Adapté de la nouvelle de David Constantine, In another country, le film marque pourtant certains changements par rapport à l’œuvre initiale, comme le fait de rajouter la fête d’anniversaire de mariage, la modification de l’âge des personnages, passé d’un peu plus de 80 ans à 70 ans, l’intrigue qui ne se situe plus dans les années 90 mais actuellement, et surtout Andrew Haigh a décidé de raconter l’histoire du point de vue de Kate.
Nommée pour l’Oscar de la meilleure actrice, Charlotte Rampling incarne à merveille le rôle de Kate; d’un port de tête, d’un regard, d’un geste, tout est dit, tout près du corps. Même prestation, tout en finesse et subtilité du côté de Tom Courtenay; un duo d’acteurs qui donne une portée supplémentaire au film.
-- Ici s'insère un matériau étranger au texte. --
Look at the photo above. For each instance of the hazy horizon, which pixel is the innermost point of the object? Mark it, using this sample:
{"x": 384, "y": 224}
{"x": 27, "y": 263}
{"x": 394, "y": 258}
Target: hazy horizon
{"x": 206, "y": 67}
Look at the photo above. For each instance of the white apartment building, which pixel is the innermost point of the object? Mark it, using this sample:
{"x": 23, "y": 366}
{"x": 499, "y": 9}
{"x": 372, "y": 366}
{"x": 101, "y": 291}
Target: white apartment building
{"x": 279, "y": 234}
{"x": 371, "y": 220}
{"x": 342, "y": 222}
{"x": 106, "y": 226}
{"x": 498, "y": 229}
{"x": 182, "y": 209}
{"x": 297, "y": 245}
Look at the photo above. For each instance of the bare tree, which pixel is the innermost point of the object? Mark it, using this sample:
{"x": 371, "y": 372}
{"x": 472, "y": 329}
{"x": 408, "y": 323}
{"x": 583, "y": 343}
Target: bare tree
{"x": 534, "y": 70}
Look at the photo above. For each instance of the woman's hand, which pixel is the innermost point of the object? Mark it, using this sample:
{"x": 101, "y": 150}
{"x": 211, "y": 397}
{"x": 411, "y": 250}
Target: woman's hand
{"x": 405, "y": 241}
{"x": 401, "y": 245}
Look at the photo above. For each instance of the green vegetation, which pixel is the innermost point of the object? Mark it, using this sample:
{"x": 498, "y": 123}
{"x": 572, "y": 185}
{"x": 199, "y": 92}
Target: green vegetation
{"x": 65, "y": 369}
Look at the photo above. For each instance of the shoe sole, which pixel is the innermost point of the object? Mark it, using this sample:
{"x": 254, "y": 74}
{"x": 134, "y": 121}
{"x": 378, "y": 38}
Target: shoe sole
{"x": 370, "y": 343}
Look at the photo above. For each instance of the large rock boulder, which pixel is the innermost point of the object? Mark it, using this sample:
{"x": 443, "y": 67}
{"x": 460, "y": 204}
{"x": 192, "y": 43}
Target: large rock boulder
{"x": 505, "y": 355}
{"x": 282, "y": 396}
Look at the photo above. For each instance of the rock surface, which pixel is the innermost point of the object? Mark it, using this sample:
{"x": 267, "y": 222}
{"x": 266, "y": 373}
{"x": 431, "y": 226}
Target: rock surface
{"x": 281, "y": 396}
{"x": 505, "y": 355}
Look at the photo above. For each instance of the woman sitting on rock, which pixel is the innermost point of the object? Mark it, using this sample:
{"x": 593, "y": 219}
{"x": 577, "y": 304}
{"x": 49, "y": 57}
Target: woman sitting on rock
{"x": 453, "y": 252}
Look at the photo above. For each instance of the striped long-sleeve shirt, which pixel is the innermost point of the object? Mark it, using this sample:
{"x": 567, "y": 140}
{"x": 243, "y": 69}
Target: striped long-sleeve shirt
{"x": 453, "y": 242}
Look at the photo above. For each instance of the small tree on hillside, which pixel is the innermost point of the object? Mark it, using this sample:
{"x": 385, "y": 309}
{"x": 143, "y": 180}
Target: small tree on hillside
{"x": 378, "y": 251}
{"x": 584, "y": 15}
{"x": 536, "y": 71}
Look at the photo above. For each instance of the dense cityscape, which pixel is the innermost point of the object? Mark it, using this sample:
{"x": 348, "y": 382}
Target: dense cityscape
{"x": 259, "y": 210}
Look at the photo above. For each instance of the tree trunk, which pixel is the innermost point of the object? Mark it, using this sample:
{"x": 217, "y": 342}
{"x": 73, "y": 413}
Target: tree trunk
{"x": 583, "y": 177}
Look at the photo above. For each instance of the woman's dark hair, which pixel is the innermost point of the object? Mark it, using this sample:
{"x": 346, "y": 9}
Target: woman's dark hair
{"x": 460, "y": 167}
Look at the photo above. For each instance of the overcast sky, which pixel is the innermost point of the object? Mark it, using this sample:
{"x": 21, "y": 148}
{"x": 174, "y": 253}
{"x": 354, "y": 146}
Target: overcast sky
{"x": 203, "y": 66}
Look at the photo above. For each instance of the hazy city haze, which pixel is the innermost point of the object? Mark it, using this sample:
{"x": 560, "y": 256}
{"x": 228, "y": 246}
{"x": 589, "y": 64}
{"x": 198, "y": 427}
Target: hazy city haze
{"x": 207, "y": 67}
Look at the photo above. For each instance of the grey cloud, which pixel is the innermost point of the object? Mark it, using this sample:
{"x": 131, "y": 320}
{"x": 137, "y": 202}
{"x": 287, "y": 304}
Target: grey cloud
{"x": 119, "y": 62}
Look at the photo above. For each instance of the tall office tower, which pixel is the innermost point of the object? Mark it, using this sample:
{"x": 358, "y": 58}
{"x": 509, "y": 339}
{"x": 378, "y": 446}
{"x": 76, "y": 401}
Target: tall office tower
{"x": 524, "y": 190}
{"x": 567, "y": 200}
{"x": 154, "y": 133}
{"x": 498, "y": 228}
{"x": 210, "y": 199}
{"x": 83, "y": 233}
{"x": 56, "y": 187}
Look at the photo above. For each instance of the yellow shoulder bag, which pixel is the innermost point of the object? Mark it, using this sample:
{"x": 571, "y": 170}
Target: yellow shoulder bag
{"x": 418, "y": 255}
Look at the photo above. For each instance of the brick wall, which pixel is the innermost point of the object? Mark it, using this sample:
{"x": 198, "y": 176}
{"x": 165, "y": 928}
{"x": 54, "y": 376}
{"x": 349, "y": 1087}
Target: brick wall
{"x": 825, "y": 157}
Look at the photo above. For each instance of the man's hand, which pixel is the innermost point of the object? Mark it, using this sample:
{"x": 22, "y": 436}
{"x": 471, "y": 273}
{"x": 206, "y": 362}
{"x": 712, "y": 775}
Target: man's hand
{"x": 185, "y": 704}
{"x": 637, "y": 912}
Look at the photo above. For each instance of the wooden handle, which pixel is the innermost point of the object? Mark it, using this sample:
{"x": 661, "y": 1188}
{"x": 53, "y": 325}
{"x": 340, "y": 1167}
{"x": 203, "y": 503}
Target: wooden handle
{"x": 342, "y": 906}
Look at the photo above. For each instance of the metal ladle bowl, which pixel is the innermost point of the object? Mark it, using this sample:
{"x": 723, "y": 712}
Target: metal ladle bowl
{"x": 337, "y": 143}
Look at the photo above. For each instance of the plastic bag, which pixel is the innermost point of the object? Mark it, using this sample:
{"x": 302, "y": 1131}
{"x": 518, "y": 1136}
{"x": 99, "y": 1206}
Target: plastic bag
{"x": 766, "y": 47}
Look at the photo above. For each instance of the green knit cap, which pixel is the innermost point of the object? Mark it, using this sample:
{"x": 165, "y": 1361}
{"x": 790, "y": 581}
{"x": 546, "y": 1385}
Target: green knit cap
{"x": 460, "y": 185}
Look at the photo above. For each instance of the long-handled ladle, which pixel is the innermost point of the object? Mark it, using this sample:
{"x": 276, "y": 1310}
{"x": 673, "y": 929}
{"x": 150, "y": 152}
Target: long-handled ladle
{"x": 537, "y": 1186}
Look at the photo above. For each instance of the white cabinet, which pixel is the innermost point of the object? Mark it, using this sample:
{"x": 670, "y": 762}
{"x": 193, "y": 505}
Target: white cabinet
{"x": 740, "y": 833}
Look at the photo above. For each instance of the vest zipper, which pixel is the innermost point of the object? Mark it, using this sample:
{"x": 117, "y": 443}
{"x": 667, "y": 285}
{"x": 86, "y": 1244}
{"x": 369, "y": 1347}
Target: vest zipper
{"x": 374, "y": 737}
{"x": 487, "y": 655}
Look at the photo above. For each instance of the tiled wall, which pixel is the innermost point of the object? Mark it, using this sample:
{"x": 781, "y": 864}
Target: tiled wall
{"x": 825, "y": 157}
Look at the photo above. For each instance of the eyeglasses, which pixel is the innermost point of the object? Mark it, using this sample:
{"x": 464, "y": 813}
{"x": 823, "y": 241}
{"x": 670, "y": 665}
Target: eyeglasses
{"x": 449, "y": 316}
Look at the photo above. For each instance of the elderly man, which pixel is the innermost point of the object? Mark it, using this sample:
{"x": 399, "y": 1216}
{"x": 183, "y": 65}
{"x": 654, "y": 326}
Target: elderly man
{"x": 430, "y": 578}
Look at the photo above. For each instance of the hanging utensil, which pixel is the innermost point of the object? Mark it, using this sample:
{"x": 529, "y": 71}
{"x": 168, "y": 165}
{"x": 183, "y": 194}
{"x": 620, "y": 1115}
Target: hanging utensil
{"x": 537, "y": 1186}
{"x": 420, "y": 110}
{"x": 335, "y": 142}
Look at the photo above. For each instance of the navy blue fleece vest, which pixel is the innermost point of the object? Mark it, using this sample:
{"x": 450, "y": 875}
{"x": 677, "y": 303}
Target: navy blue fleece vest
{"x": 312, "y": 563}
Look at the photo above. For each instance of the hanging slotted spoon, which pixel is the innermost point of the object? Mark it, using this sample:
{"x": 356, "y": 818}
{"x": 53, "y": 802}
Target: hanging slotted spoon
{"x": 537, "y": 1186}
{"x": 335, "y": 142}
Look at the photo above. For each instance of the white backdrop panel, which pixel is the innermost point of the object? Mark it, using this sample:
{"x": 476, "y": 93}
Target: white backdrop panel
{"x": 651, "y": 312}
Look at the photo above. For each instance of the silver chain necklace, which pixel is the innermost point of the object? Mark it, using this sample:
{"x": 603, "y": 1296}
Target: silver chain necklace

D’ailleurs, leur statut d’icônes des années 60 est une des raisons qui ont poussé Andrew Haigh à les choisir: «Cela apporte une certaine mélancolie, un sentiment qui m’intéresse beaucoup. Je pense souvent que la mélancolie que l’on ressent au sujet du passé a plus à voir avec les échecs et les déceptions du présent qu’avec le passé lui-même».
45 years, en effet, soulève et aiguise toute une série de questionnements qui ne cesseront de se succéder, chacun enclenchant encore un autre, encore d’autres, sur le couple, le temps, l’âge, l’intimité, la mélancolie du passé, le bonheur au présent, le passé de l’autre sans nous, la relecture du passé à travers le présent, la jalousie, les doutes… Et les questions se poursuivent au-delà du temps de projection.